F1 team Mercedes-AMG is working alongside University College London to “reverse engineer” existing systems — which have been used effectively in both China and Italy — to help build thousands for Britain’s hospitals.
For CPAP machines to work, they need to be fitted with a high-efficiency particulate air (HEPA) filter — the logistics of which are currently being looked into — to stop expired air from the patient’s lungs going straight back into the hospital’s atmosphere.
However, if this is done effectively, CPAP devices could be used to reduce the number of patients who need to go on to a ventilator, Thompson adds.
Anaesthesia gas machines — which are used to supply anaesthetic and oxygen during surgical procedures — can be effectively converted into ventilators.
According to Thompson, because they supply air and regulate breathing in the same way as a ventilator, this is as simple as turning off the flow of anaesthetic supplied by the machine.
Also, because the Covid-19 outbreak has led to a number of hospitals temporarily placing the majority of minor surgeries on hold, many of them have anaesthesia machines that are not being used for their primary function.
“And I don’t think there’s an issue there — they’re perfectly safe and already covered by regulation,” he adds.
As well as both CPAP and anaesthesia machines holding potential in easing shortages in the UK, modifications to these devices are also covered by the FDA’s EUA order in the US.
There are seemingly a number of viable solutions that could, over time, mean the total deficit of 135,000 ventilators across both the UK and the US is felt less severely.
But Trautman believes, ultimately, it is the healthcare systems themselves that may have to rethink their own structures in order to prevent a similar medical device crisis in the future.
“There’s all kinds of articles out there about how we may have become too efficient from a manufacturing and government perspective,” she adds.
“Because we haven’t stockpiled, we’ve lost a lot of the mentality from the First and Second World Wars.
“And therefore we’ve gone too lean and efficient — which is great from a business perspective, but not when something like this happens.

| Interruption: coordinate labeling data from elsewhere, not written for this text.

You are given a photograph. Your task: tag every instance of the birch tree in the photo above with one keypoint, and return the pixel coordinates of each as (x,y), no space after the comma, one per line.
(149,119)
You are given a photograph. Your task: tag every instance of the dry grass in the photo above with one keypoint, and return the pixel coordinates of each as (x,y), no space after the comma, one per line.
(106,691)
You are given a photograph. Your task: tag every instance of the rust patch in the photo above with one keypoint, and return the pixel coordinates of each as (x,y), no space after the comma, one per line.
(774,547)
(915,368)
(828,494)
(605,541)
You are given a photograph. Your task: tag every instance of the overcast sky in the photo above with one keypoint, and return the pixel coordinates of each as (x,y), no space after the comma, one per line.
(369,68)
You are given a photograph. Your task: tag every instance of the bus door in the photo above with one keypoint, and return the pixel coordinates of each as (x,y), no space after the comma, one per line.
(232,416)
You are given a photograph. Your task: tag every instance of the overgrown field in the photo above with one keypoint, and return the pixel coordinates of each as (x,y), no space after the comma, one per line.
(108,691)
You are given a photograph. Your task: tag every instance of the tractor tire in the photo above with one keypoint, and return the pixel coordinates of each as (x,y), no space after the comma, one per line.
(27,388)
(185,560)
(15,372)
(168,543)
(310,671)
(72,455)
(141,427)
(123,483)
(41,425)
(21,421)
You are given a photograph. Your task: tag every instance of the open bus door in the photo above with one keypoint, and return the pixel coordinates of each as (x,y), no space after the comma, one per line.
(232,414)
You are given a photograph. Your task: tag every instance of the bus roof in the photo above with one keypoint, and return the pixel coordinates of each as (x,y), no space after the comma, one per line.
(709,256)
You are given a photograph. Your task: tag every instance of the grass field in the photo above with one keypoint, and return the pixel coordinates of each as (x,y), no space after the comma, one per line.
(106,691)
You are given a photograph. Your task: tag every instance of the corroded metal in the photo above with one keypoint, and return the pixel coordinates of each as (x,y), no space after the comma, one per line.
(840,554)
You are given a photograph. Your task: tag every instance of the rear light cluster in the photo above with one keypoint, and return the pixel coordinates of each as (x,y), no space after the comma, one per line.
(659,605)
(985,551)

“This is where stockpiling, and those warehouses full of emergency products, really come into play.
“I don’t think it’s the regulations that are going to have to change — I do believe the healthcare and hospital systems are going to have to rethink their supply chains.
“There are some things that medical device manufacturers will have to look at too, like supply chain issues, during shortages, when they need onsets of large quantities of equipment fast.
“But, again, that’s not a regulatory issue, that’s really more business efficiency – I don’t think it’s going to change the regulations on either side of the pond to be quite frank.”